Из-за соседнего шатра показалась девушка. Загорелая, гладкая, атласная кожа блестела на солнце. Золотистые, как и у Кжана, волосы подчёркивали янтарный цвет глаз, вызывающе сощуренных, дерзких.
Кжан укоризненно покачал головой:
– Зря ты не носишь с собой нож, Нуки. Смотри, нарвёшься на парней Хорза – и красота не спасёт. Повезёт ещё, если станешь рабыней у какого-нибудь молодчика!

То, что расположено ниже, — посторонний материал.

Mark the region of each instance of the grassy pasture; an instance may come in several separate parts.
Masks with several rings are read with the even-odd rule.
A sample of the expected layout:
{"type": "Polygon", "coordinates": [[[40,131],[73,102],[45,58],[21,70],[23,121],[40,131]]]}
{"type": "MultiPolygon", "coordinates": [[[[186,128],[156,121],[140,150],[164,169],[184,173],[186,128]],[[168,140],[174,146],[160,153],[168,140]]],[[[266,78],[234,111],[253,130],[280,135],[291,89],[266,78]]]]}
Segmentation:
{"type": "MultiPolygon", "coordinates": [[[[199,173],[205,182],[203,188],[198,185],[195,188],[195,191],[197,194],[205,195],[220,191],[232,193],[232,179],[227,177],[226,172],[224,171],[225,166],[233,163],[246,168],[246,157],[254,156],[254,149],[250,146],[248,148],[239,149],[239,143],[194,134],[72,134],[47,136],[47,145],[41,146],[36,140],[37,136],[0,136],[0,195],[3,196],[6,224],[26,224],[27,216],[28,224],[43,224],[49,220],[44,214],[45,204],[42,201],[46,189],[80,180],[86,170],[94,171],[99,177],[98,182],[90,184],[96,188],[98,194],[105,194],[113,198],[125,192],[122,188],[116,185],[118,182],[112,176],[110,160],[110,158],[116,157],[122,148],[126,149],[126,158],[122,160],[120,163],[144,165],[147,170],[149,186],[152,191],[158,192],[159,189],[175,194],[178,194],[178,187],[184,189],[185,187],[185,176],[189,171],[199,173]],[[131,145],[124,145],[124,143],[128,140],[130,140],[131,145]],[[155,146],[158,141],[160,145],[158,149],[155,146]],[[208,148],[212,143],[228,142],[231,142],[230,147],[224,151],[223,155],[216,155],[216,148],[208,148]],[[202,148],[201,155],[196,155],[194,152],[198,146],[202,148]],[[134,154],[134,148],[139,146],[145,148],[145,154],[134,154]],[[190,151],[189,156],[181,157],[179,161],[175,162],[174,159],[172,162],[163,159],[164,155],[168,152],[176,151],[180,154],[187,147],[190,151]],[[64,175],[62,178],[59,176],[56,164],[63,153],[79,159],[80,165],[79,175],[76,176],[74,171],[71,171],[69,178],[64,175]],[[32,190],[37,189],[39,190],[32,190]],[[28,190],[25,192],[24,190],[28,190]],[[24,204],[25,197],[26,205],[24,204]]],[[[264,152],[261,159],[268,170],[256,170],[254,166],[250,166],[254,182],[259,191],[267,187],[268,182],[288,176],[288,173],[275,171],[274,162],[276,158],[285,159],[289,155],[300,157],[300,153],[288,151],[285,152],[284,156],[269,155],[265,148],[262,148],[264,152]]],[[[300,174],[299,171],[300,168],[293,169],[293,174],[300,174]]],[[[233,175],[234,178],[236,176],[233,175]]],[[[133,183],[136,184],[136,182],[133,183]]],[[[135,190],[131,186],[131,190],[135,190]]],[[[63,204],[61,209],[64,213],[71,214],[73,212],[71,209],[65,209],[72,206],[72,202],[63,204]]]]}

– По-твоему, быть женой этой скотины Снава – доля завиднее? – дёрнула плечом девушка. – Вон он, лёгок на помине! Выступает! Наверняка, со своим сватовством! И его дружок Отис тут как тут. Странно, где же остальные подпевалы? Выражай им свою признательность, дядя, а я для этого слишком презираю падаль!
Она развернулась, собираясь уйти, но Кжан удержал её своей неуклюжей лапищей лесоруба:
– Слушай, девочка… Отец твой погиб. Агзи больше нет. Я только что женился. Мне придётся заботиться о семье. Ты не сможешь жить одна… тем более со своими идеями. Люди у нас недолюбливают тех, кто от них отличается. А Снав к тебе неравнодушен. Он метит на место Кеба. Своей жене он простит любую блажь, коли она будет так красива, как ты. Остальные же не посмеют задевать жену воеводы.